Partnership complications

colinwain | | Permalink

It is still not clear how the uplift in profits and associated tax charge is allocated between partners. In Rebecca Benneyworth's article she says that partners leaving in the previous year will take a share of the tax charge, even though they do not share in the profits for the year. ITTOIA 2005 states that the person liable for any tax charged on adjustment income is the person receiving or entitled to this income.

Does this mean that partnerships will have to amend their previous year's accounts and profit shares to take account of the uplift, so that a partner who left in the previous year will have a further tax charge as Rebecca suggests, but will also have an additional profit share that is due to them which may not be popular with the remaining partners?

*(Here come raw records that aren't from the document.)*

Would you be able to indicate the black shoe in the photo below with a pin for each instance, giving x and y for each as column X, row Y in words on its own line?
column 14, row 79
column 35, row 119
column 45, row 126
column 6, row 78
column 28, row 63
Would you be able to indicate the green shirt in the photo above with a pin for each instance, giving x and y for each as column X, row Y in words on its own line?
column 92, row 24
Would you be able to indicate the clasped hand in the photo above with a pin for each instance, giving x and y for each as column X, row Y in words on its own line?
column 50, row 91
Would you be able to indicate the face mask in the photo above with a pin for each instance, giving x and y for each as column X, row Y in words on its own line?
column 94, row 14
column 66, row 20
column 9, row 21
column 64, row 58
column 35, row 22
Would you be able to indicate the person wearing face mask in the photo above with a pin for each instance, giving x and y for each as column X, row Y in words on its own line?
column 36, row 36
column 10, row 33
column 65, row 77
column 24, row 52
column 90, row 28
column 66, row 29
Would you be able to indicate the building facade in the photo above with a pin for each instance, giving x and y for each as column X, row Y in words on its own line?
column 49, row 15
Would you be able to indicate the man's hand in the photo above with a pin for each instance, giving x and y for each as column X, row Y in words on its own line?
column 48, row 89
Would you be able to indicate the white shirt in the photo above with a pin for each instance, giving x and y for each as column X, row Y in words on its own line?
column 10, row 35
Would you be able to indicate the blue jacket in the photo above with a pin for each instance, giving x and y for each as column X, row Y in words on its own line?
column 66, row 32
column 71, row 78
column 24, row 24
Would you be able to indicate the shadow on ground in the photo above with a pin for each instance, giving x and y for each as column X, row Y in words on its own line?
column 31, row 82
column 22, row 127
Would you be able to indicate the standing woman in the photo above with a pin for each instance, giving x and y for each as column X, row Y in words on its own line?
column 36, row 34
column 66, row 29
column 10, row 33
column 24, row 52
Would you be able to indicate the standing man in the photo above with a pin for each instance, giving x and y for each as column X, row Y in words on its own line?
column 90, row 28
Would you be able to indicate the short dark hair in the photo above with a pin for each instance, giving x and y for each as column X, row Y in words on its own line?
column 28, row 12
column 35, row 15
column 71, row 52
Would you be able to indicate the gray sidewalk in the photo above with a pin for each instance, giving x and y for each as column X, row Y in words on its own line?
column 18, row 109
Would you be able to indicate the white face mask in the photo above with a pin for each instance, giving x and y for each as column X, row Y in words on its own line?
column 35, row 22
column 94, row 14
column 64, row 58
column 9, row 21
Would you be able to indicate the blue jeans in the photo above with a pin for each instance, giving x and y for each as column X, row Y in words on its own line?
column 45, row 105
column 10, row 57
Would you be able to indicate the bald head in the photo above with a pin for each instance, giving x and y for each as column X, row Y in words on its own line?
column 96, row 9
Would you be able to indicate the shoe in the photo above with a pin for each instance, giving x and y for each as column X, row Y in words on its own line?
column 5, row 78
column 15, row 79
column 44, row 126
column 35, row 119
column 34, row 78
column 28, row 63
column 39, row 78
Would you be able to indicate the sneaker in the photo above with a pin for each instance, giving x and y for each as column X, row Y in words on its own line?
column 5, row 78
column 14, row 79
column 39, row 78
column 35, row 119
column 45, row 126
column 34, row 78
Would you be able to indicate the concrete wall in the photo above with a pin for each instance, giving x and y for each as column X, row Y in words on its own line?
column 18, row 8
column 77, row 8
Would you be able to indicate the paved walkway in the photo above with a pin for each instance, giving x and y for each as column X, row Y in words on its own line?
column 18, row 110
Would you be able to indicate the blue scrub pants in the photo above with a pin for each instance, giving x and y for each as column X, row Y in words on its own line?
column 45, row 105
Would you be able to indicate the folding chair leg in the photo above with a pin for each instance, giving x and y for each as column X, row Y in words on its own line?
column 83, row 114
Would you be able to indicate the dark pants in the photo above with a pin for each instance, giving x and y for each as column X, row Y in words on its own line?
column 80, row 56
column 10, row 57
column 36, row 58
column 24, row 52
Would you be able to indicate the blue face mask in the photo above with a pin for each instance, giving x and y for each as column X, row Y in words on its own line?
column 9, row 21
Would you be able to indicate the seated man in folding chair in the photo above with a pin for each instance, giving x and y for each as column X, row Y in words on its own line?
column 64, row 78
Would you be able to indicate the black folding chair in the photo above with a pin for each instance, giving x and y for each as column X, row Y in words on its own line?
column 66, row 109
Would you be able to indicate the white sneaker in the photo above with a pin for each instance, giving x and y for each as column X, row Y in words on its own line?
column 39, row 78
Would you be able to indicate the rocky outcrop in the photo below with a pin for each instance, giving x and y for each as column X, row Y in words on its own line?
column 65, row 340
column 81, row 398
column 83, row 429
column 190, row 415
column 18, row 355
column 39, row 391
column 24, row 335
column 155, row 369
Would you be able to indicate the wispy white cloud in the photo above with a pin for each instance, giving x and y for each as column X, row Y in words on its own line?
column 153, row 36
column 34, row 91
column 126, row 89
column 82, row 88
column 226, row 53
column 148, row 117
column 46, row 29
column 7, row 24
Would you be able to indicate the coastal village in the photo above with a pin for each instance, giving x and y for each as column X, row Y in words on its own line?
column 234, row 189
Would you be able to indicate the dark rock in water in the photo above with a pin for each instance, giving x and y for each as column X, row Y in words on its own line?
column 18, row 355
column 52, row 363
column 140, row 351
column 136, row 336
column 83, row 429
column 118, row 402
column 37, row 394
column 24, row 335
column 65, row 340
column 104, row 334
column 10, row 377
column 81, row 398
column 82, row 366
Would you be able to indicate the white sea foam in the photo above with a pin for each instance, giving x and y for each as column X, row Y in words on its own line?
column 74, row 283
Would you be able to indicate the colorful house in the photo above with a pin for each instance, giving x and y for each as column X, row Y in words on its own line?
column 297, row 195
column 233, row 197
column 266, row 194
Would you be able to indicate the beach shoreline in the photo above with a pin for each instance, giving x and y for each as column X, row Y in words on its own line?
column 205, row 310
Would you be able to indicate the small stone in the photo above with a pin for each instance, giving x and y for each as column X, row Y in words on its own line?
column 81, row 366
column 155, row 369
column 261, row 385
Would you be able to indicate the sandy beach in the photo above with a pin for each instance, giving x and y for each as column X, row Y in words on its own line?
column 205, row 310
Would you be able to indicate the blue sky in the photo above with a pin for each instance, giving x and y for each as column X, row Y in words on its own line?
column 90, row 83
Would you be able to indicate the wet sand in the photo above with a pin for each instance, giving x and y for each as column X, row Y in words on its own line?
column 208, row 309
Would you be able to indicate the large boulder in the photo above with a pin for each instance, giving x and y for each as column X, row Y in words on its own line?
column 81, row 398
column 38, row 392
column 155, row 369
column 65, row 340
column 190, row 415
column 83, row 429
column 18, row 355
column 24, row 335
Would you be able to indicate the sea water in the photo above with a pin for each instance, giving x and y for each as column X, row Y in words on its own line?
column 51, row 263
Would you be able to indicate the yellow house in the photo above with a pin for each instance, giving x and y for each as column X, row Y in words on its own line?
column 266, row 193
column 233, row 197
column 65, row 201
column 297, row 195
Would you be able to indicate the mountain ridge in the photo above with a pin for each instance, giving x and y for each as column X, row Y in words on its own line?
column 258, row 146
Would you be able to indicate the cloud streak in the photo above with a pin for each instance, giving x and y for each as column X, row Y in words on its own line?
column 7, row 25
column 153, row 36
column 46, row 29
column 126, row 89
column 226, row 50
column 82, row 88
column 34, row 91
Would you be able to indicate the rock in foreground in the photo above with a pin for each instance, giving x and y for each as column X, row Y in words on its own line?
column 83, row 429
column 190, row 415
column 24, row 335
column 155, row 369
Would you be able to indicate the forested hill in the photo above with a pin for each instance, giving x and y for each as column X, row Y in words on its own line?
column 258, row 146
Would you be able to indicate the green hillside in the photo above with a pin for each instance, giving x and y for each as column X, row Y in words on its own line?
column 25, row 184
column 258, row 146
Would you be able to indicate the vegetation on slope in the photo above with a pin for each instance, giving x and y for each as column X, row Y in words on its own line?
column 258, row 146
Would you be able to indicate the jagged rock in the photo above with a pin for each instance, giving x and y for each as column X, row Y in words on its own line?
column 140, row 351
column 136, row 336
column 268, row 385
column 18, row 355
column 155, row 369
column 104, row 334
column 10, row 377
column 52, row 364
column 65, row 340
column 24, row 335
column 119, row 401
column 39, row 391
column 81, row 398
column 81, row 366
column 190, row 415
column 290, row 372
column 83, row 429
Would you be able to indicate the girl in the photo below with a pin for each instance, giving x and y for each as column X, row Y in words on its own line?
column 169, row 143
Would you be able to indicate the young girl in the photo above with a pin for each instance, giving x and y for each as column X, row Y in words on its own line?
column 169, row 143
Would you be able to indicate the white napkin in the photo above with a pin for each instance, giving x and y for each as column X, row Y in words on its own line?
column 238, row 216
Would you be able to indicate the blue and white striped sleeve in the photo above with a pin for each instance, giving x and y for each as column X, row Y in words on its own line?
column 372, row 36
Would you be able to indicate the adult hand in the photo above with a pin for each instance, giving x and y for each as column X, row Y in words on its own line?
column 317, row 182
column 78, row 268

RebeccaBenneyworth's picture

Commencement dates

RebeccaBenneyworth | | Permalink

I have discussed commencement dates at length with various authorities this week, and in particular the application of the FRSSE. In view of the advice I have taken at the highest level, I have amended my tutorial to reflect the majority view, and that is that the UITF applies from 22 June 2005 whether an entity follows the FRSSE or not.
However, I continue to hold my personal view that this is a matter of debate. This is therefore a matter which HMRC need to inform us on urgently - see my comments below.

UITF 40 and partnership changes

AnonymousUser | | Permalink

A few days after Rebecca Bennyworth's article was posted, I was surprised the Broadband connections weren't red hot about the impact on partners who, for instance, retired on 31/3/05.
Not many partnership agreements anticipate the possibility of the tax charge being skewed in this way and the opportunities for huge inequity and consequent dispute appear legion - or have I misunderstood?

Thanks

Anonymous | | Permalink

Rebecca,
Thank you. I appreciate you taking the time to consider this scenario and for your clear answer.